Quicksort doesn't run Java

Im trying to make a Quicksort but it always showing up the Error ArrayIndexOutOfBoundsException.

public class Quicksort
{
    void sort(int[] arr)
    {
        _quicksort(arr, 0, arr.length - 1);
    }
    private void _quicksort(int[] arr, int left, int right)
    {
        int pivot = (left + right)/2;
        int l = left;
        int r = right;
        while (l <= r)
        {
            while (arr[l] < pivot)
            {
                l++;
            }
            while (arr[r] > pivot)
            {
                r--;
            }
            if(l <= r)
            {
                int temp = l;
                l = r;
                r = temp;
                l++;
                r++;
            }
        }
        if(left < r)
        {
            _quicksort(arr, left, r);
        }
        if(l < right)
        {
            _quicksort(arr, l, right);
        }
    }
}

Does someone know why it doesnt run? It always gives a Error.

The Error message is

java.lang.ArrayIndexOutOfBoundsException: -1
    at Quicksort._quicksort(Quicksort.java:18)
    at Quicksort._quicksort(Quicksort.java:33)
    at Quicksort.sort(Quicksort.java:5)

Error Message

Solution

  • It seems like there are a couple of issues with your code. I've listed them below:

    1. The variable pivot stores the index of the pivot element and not the actual value. So, you can't use pivot for comaparison as you have done in the 2 nested while loops. You need arr[pivot] instead of pivot there.
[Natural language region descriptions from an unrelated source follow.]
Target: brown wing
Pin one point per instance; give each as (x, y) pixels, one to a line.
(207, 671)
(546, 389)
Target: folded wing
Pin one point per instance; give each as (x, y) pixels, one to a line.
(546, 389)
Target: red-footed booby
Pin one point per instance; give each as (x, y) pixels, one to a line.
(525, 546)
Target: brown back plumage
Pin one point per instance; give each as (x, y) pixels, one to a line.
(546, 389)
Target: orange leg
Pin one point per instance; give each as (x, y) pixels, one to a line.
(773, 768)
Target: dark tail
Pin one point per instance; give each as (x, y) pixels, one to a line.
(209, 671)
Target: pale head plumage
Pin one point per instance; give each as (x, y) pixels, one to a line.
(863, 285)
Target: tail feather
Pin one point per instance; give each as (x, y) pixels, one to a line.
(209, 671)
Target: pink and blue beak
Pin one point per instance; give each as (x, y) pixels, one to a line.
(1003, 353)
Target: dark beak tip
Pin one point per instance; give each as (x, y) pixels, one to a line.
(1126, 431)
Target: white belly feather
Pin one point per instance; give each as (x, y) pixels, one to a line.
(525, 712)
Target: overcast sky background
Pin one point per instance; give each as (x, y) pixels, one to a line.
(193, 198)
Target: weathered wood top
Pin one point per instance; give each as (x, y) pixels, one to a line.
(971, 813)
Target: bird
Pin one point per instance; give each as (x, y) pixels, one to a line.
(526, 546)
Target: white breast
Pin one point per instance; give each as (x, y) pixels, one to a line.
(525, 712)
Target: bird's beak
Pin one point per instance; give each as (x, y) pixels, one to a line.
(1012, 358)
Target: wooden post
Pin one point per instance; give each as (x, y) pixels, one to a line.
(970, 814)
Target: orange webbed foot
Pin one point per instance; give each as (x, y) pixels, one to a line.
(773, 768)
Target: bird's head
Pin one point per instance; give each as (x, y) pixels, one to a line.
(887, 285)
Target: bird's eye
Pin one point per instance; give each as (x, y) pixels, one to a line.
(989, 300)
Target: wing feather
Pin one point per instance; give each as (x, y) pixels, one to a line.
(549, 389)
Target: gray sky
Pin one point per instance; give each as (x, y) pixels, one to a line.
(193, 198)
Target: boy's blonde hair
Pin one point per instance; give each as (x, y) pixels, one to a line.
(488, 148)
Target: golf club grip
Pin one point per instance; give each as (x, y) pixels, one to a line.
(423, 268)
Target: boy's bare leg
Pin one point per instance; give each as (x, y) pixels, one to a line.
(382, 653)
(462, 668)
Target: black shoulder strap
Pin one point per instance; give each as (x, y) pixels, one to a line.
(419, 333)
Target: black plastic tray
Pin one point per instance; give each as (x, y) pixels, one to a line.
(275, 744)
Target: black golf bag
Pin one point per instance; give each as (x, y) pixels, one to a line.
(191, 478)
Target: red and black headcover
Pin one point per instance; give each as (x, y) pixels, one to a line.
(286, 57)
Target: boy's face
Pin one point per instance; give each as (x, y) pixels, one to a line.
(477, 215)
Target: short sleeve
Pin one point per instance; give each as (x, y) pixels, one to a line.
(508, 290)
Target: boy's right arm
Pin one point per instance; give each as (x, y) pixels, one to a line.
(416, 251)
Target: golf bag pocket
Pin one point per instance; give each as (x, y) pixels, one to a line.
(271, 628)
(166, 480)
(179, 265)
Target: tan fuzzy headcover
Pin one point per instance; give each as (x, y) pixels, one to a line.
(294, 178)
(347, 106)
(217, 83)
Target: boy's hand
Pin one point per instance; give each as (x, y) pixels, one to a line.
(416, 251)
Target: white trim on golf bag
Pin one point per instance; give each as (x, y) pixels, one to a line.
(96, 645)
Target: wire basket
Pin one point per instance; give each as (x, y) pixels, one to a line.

    2. Imagine arr looks like {1, 1, 1, 3, 2, 2, 2}. Here, pivot will be equal to 3 i.e. arr[pivot] will be equal to 3. Now, after both the nested while loops terminate, l will be equal to 3 and r will remain equal to 6. You then swap arr[l] and arr[r] and increment both l and r. Since l is still less than equal to r, the outer while loop runs for a second time and you'll get an ArrayIndexOutOfBoundsExecption when the control reaches the second nested while loop. This happens because you're trying to access arr[7] (Out of Bounds).

    Here's my code:

    class Quicksort
{
    void sort(int[] arr)
    {
        myQuicksort(arr, 0, arr.length - 1);
    }

    private void myQuicksort(int[] arr, int l, int r) {
        if (l >= r) {
            return;
        }

        int pivotIndex = (l + r) / 2;
        swap (arr, r, pivotIndex);

        int pivotValue = arr[r];
        int swapIndex = 0;
        int currentIndex = 0;

        while (currentIndex != r) {
            if (arr[currentIndex] < pivotValue) {
                swap(arr, currentIndex, swapIndex);
                swapIndex++;
            }

            currentIndex++;
        }

        swap(arr, r, swapIndex);

        myQuicksort(arr, l, swapIndex - 1);
        myQuicksort(arr, swapIndex + 1, r);
    }

    private void swap(int[] arr, int i, int j) {
        int temp = arr[i];
        arr[i] = arr[j];
        arr[j] = temp;
    }
}

public class Main{
    public static void main(String[] args) {
        Quicksort quicksort = new Quicksort();

        int[] arr = {3, 7, 1, 0, 4};
        quicksort.sort(arr);

        for (int i : arr) {
            System.out.println(i);
        }
    }
}

    You should read up on Quicksort. But here are the main points:

    1. Choose a random pivot element and swap it with the last element. This makes the implementation much simpler.

    2. Loop over the input array and keep a track of a swapIndex such that everything before the swapIndex is less than the pivotValue and everything from the swapIndex till the currentIndex is greater than (or equal) the pivotValue.

    3. After the loop runs out, swap the element at swapIndex with the pivot. This inserts the pivot in its correct position.

    4. The pivot divides the array into 2 subarrays. Call myQuicksort on these 2 subarrays.